Tank soon proved his worth. As he put his shoulder to the back of the privy, it began to move; however our exultation was abruptly interrupted when the door of the privy flew open and Squire jumped out with a shotgun, screaming in a manner uncharacteristic of his usual sophisticated style.

I discovered when it comes to running, there is nothing quite so motivating as an angry man with a shotgun in his hands. Due to my pigeon toed anatomy, I had always been handicapped in sprinting contests—which was so severe that I sometimes tripped myself with my own feet.

On this night; however I would have made Jesse Owens look bad. It was as if my feet never touched the ground and when I heard the deafening roar of that 12-gauge, I definitely took wing and cleared that iron fence with plenty of room to spare.

I had heard stories of people who had replaced the pellets in shotgun shells with rock salt. It was said that when those chunks of salt penetrated one’s backside, there would be no sitting for weeks.  Squire would later brag to the loafers who hung out at Raile’s general store that he had scared the “beJesus” out of those little hooligans by shooting in the air.

There was a certain laissez-faire attitude about Halloween shenanigans among most parents; although of course there were limits as to what was permissible.
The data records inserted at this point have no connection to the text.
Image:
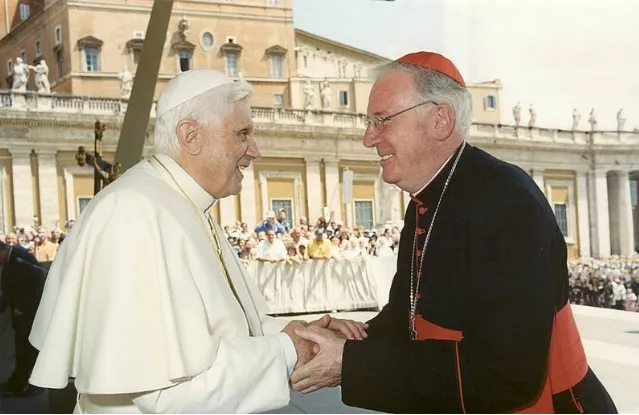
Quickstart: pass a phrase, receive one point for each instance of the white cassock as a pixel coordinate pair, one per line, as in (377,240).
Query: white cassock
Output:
(137,308)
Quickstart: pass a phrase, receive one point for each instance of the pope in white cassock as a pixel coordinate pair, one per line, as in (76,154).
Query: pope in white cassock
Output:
(146,304)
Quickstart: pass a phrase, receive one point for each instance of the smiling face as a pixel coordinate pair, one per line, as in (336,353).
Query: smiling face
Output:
(409,144)
(218,152)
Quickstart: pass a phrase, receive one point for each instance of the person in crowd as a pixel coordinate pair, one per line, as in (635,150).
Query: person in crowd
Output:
(166,319)
(457,335)
(271,249)
(319,248)
(270,223)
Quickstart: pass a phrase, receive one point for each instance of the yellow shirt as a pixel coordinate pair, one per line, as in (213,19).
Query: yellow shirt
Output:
(316,249)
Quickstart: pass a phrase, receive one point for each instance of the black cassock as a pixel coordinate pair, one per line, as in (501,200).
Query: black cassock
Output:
(22,283)
(494,284)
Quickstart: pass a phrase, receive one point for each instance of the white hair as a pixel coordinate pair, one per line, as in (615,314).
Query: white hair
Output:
(210,106)
(434,86)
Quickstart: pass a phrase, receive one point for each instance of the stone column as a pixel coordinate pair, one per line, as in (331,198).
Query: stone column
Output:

It was not unusual to see adults suppressing a smile while delivering a mild chastisement.  Many of them had plenty of stories to share from their childhoods, which usually emphasized the creativity involved.

The preeminent Halloween prank to beat all pranks

The most famous prank of the 19th century, was related to me by my Grandfather. He and a couple of buddies were unhappy with an affluent farmer for whom they had worked in the hayfields.  They felt they had been underpaid for their work and that the man had not delivered on his promise.

One Halloween night, the group dismantled the farmer’s hay wagon, hoisted it piece by piece to the roof of his very tall barn, and reassembled it there. This prank may have been judged the most creative of the 19th century.  In any event, 50 years later the telling of the tale illicited that famous grin to his face.

Then and now

In spite of the low grade vandalism and the unscripted nature of the Halloweens of my youth, it was a kinder gentler time in many ways. There were no razor blades in candy.  I suppose there were pedophiles in those days, but we were blissfully unaware of their existence.

Parents worried more about all those infectious diseases than abduction or molestation. Children were allowed to roam free unattended in their neighborhoods, and were not confined to a cyber world.

There were no little leagues or biddy football or travel basketball and soccer. A child’s athletic training prior to high school was usually limited to playing catch with his dad in the backyard.  Kids were expected to entertain themselves, which usually meant they organized their own games and needed only to please themselves with their performance.

For me the most memorable experiences were those balmy summer days when I could lie on my back in a lush green field and simply watch the clouds.